Er raste mit mehr als 160 km/h durch die Stadt und tötete bei einem Unfall zwei Menschen. Nun hat sich der Angeklagte im Stuttgarter Raserprozess erstmals geäußert.

Unfallstelle in Stuttgart (im März 2019): Unfall nach 50 Sekunden Fahrt
Kohls/SDMG/dpa

Unfallstelle in Stuttgart (im März 2019): Unfall nach 50 Sekunden Fahrt


Im Prozess um einen tödlichen Autounfall in Stuttgart hat der Angeklagte erstmals sein Schweigen gebrochen. "Wegen mir sind zwei Menschen gestorben, es gibt nichts zu beschönigen", ließ Mert T. in einer persönlichen Erklärung von seinem Anwalt verlesen.

"Ich weiß auch, dass es viel zu einfach ist, einfach nur zu sagen, dass es mir leid tut", so der 20-Jährige. Der Mann wird beschuldigt, im vergangenen März die Kontrolle über seinen gemieteten Sportwagen verloren und mit dem Auto einen Kleinwagen gerammt zu haben. (Lesen Sie hier mehr zu dem Fall.)
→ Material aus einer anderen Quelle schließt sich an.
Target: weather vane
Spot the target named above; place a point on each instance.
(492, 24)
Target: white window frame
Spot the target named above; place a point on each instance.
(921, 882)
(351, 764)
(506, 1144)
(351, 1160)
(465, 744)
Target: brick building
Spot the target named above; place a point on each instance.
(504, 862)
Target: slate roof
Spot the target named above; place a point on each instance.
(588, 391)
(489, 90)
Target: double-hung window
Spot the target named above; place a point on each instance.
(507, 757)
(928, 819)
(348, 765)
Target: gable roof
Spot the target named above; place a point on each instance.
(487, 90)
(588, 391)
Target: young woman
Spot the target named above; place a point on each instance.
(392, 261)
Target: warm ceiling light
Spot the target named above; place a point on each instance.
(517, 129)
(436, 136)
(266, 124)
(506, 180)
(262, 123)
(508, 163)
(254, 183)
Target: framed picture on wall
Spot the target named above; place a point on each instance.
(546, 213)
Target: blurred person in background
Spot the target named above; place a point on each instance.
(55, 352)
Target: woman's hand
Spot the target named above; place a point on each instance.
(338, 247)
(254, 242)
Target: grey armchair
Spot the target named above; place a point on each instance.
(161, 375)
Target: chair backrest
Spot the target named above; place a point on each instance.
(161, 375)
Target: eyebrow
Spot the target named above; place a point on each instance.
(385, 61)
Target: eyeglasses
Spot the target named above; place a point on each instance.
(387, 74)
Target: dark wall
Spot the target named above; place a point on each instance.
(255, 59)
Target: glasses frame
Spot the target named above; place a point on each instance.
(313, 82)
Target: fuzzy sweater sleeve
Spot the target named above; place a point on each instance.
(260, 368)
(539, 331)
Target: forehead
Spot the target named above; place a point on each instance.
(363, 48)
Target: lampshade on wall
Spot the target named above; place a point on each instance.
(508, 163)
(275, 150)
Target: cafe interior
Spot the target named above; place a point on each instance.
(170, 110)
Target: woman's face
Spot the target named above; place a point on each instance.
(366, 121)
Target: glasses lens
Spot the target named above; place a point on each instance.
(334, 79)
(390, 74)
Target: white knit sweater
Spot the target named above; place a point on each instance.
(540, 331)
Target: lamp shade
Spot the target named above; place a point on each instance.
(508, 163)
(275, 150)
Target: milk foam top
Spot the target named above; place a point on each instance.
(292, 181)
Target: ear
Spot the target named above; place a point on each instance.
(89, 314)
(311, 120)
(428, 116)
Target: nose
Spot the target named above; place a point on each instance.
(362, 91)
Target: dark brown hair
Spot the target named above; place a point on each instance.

Vor dem Crash beschleunigte er den 550 PS-starken Wagen den Angaben zufolge auf bis zu 165 km/h. In den Trümmern des Kleinwagens kamen ein 25 Jahre alter Fahrer aus Nordrhein-Westfalen und seine 22 Jahre alte Freundin ums Leben. Der Sportwagenfahrer und sein Beifahrer blieben unverletzt.

Die Staatsanwaltschaft wertet den Crash als Mord. Der Prozess gegen den Fahrer hatte im September begonnen.